The original charges stem from 2012, when, according to prosecutors, Escalon and Rickleffs met during underwear night at the bar 440 Castro in San Francisco's LGBTQ neighborhood.
"Rickleffs, as a straight-identifying man, went to the Castro with tape and a knife, sat there drinking, and, I believe, snorted narcotics in the bathroom, waiting for someone," Tiscareno said during the August 2021 sentencing hearing.
After going home with Escalon to his Diamond Heights apartment near Twin Peaks early on the morning of June 12, 2012, prosecutors said Rickleffs tied Escalon up, gagged him, and poured poppers on his face to immobilize him. Then he left Escalon's apartment with a suitcase of items including a laptop, Escalon's checkbook, and a bankcard of one of Escalon's roommates.

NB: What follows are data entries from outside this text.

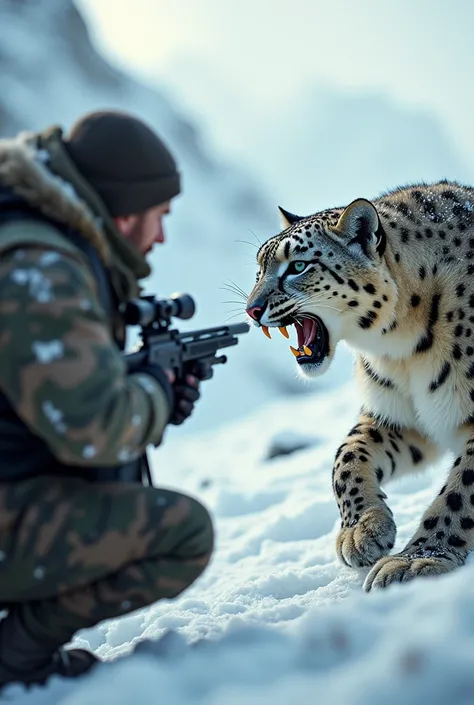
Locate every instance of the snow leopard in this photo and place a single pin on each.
(393, 278)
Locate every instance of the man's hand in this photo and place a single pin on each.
(186, 391)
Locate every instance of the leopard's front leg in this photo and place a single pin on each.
(372, 454)
(446, 533)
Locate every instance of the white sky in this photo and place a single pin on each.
(236, 60)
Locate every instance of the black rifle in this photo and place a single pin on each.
(169, 348)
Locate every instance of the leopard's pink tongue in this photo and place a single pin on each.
(309, 331)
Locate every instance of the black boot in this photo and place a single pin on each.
(26, 659)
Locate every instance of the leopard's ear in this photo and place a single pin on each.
(360, 225)
(288, 219)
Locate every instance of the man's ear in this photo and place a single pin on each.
(125, 223)
(288, 219)
(360, 225)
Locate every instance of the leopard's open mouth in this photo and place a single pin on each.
(312, 339)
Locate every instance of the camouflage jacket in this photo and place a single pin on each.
(60, 366)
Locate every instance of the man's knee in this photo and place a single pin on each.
(197, 532)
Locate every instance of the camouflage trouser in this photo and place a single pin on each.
(74, 553)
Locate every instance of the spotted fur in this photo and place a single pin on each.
(394, 279)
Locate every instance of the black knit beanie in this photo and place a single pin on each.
(128, 165)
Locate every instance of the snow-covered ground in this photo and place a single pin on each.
(276, 619)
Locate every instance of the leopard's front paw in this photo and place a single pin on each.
(403, 567)
(372, 537)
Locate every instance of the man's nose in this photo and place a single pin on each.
(257, 310)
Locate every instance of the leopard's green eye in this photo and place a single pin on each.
(297, 267)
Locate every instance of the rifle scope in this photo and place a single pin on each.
(147, 310)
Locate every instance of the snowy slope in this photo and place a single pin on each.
(276, 619)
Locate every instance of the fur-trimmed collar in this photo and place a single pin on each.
(23, 168)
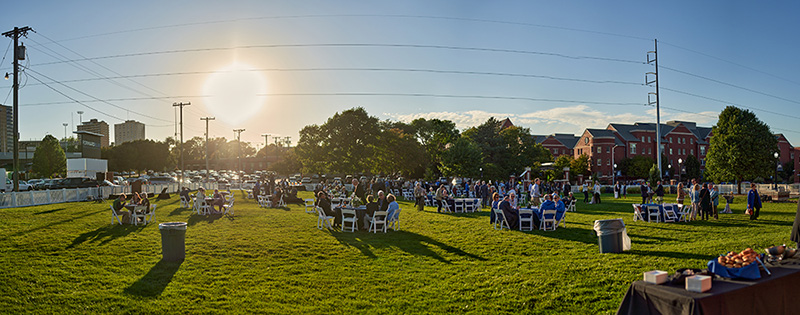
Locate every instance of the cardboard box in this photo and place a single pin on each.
(698, 283)
(655, 277)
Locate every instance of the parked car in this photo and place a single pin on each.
(76, 182)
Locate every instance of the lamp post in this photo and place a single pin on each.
(777, 163)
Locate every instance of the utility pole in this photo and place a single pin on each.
(19, 54)
(649, 102)
(208, 173)
(266, 147)
(239, 149)
(181, 105)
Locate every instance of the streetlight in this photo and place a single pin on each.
(778, 163)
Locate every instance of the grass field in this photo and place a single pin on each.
(68, 258)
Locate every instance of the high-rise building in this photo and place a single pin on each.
(95, 126)
(6, 128)
(130, 130)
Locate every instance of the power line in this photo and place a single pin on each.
(350, 45)
(731, 85)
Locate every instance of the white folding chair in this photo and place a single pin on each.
(228, 207)
(548, 219)
(669, 213)
(458, 205)
(379, 218)
(349, 216)
(309, 204)
(653, 211)
(114, 215)
(637, 212)
(500, 219)
(394, 223)
(324, 220)
(138, 213)
(527, 218)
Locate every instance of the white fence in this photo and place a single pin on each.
(43, 197)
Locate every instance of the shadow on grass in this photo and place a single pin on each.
(155, 281)
(49, 211)
(105, 234)
(408, 242)
(211, 218)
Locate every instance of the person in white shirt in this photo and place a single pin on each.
(597, 192)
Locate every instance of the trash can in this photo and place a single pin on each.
(173, 236)
(610, 234)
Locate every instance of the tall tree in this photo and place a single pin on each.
(741, 148)
(49, 158)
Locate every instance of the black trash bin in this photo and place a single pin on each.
(609, 234)
(173, 236)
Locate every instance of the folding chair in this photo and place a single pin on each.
(349, 216)
(378, 218)
(324, 220)
(637, 212)
(548, 219)
(114, 215)
(525, 215)
(458, 205)
(229, 207)
(309, 204)
(669, 213)
(394, 223)
(500, 219)
(151, 214)
(653, 211)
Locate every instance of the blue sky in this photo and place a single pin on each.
(552, 66)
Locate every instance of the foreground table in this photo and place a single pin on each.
(775, 294)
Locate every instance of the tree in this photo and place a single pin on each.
(462, 158)
(49, 158)
(692, 166)
(741, 148)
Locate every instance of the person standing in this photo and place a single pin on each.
(597, 189)
(753, 202)
(419, 195)
(585, 190)
(659, 193)
(536, 193)
(714, 199)
(705, 202)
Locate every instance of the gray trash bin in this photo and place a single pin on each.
(609, 234)
(173, 236)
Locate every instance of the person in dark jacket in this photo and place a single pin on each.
(705, 202)
(753, 202)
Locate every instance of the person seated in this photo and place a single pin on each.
(511, 216)
(219, 200)
(495, 205)
(119, 205)
(392, 210)
(561, 208)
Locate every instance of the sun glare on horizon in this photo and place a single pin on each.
(235, 93)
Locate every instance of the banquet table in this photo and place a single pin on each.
(775, 294)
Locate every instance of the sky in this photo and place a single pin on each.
(273, 67)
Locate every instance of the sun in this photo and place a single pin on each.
(235, 93)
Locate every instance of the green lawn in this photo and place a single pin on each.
(67, 258)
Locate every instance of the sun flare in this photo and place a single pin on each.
(235, 93)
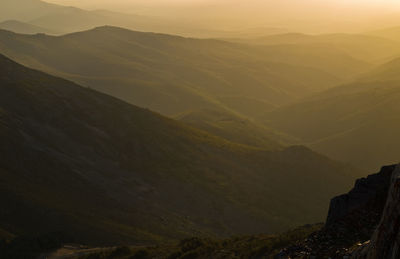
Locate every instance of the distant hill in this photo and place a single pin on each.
(67, 19)
(368, 48)
(24, 28)
(388, 71)
(236, 129)
(98, 169)
(392, 33)
(356, 123)
(171, 74)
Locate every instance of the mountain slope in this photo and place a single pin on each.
(99, 170)
(368, 48)
(356, 123)
(165, 73)
(24, 28)
(235, 129)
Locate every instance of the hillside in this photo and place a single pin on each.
(97, 169)
(24, 28)
(235, 129)
(171, 74)
(356, 123)
(368, 48)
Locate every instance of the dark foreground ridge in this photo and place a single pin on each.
(370, 209)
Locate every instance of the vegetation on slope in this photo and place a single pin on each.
(97, 169)
(171, 74)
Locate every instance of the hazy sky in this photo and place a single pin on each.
(303, 15)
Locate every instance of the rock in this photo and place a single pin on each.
(385, 242)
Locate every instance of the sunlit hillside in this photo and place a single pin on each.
(194, 129)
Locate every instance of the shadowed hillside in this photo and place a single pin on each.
(98, 169)
(236, 129)
(356, 123)
(171, 74)
(21, 27)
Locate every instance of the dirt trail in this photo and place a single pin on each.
(72, 251)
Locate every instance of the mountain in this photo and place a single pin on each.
(235, 128)
(368, 48)
(167, 74)
(355, 122)
(362, 224)
(98, 169)
(385, 72)
(67, 19)
(26, 10)
(24, 28)
(392, 33)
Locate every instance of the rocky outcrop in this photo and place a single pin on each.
(385, 242)
(368, 193)
(352, 220)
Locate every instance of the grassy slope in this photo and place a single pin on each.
(99, 169)
(235, 128)
(21, 27)
(171, 74)
(368, 48)
(257, 246)
(356, 123)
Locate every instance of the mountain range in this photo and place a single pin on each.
(98, 169)
(171, 74)
(356, 122)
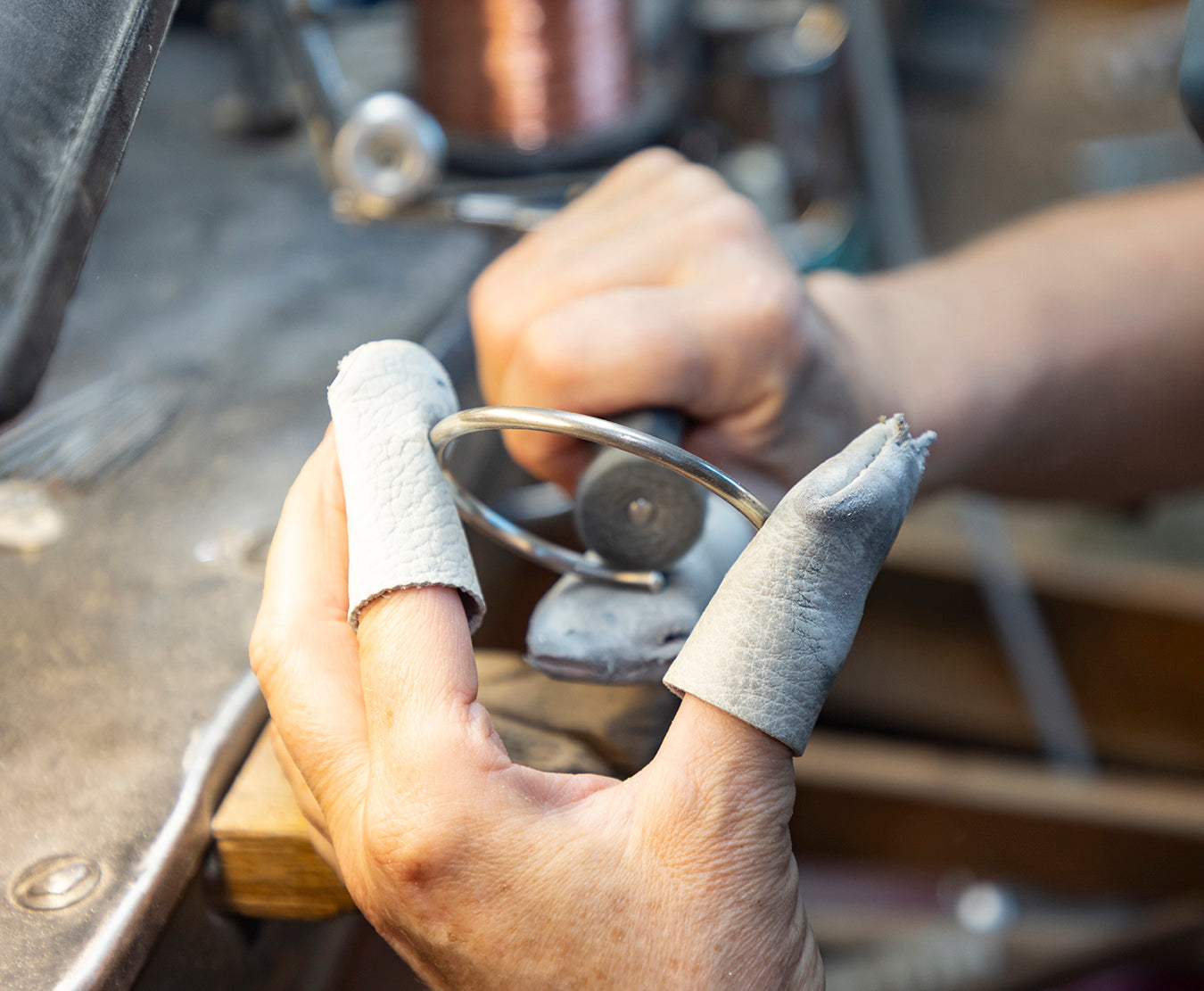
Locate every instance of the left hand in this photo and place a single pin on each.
(487, 874)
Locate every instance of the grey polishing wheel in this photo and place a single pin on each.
(637, 515)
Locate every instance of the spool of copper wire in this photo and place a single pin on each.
(526, 74)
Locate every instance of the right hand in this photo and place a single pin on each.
(660, 286)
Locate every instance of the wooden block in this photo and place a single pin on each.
(268, 868)
(268, 864)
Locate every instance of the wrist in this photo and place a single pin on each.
(856, 319)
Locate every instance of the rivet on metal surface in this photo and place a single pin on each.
(55, 883)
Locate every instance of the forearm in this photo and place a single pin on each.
(1063, 355)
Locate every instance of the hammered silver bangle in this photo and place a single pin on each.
(550, 555)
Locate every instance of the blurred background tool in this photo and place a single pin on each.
(938, 844)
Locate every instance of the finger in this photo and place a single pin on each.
(674, 348)
(301, 792)
(419, 684)
(776, 633)
(592, 247)
(326, 849)
(302, 650)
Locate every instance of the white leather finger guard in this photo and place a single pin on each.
(774, 636)
(402, 529)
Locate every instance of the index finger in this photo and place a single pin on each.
(302, 650)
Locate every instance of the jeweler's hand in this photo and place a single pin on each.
(482, 873)
(663, 286)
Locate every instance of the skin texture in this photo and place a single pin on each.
(487, 874)
(661, 286)
(1059, 357)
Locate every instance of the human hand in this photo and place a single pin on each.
(483, 873)
(660, 286)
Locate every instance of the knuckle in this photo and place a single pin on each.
(692, 183)
(729, 214)
(267, 646)
(777, 300)
(550, 357)
(415, 854)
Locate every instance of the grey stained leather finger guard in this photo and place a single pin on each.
(402, 529)
(774, 636)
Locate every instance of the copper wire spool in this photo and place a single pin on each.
(526, 74)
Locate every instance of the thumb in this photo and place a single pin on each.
(761, 659)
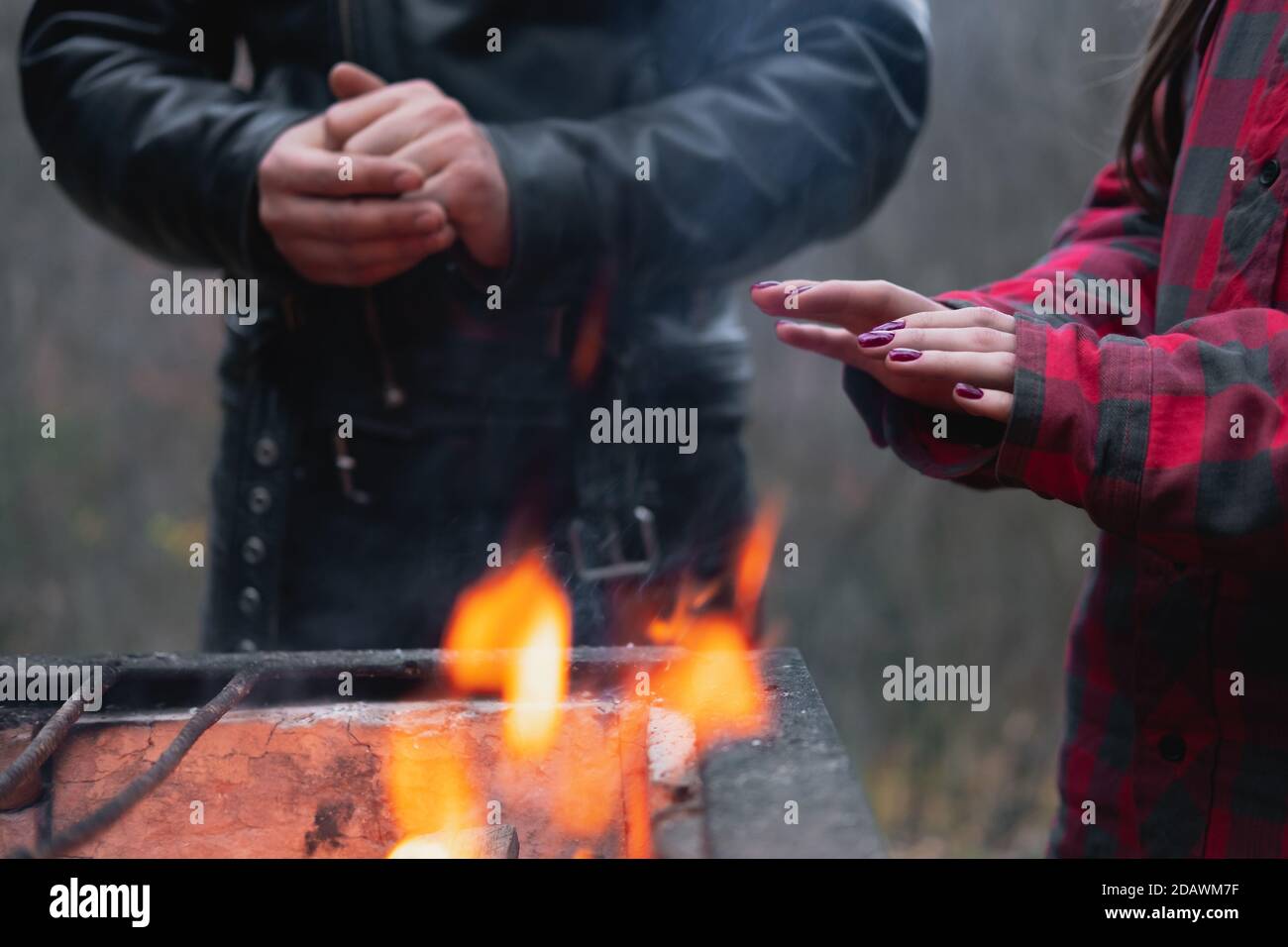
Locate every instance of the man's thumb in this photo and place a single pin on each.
(349, 80)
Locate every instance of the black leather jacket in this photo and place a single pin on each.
(754, 153)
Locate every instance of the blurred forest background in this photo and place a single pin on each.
(95, 525)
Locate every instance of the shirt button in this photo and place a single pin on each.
(261, 500)
(1171, 748)
(266, 451)
(249, 600)
(254, 551)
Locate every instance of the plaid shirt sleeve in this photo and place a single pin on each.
(1179, 441)
(1109, 237)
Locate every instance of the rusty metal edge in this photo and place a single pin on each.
(748, 785)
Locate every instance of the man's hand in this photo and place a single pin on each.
(416, 123)
(339, 228)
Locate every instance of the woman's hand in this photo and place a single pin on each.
(938, 357)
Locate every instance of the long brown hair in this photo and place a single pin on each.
(1151, 136)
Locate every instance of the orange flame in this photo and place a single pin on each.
(510, 631)
(716, 682)
(430, 792)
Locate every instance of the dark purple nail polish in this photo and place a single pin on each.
(871, 341)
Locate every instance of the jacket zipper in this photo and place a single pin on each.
(346, 13)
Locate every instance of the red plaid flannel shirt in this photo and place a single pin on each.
(1138, 427)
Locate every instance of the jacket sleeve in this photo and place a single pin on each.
(1177, 441)
(752, 150)
(149, 137)
(1109, 237)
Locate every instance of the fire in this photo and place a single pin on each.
(430, 789)
(510, 633)
(716, 682)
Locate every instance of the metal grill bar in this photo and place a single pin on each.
(123, 801)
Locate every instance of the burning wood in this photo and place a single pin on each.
(505, 759)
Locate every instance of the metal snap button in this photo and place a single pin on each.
(266, 451)
(254, 551)
(249, 600)
(259, 500)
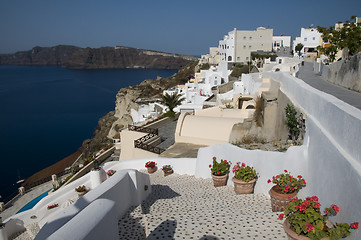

Escalon died of an overdose of amyl nitrates and GHB, according to the medical examiner's report. He was found dead by his roommates, and Rickleffs was arrested September 12, 2012 in possession of the suitcase.
During his first trial, San Francisco Deputy Public Defender Niki Solis argued that the death, though unfortunate, was the result of consensual BDSM sex and discussed Escalon's alleged interest in drugs and BDSM sex, a defense the victim's mother, Esmeralda Escalon, said at the time was inappropriate and inaccurate.
In a group discussion with Assistant District Attorney Julia Cervantes, who prosecuted the case originally, and Solis outside the courtroom after the 2019 verdict, the jury explained their reasoning behind their decision. Most said that they felt Escalon's death was caused by many factors, including the obstruction of his breathing from the gag, his inability to move from being bound, and the drugs found in his system.
They did say, however, that although they unanimously agreed that Rickleffs did not intend to kill Escalon, it was the robbery and disregard for human life that swayed them to find him guilty of felony murder.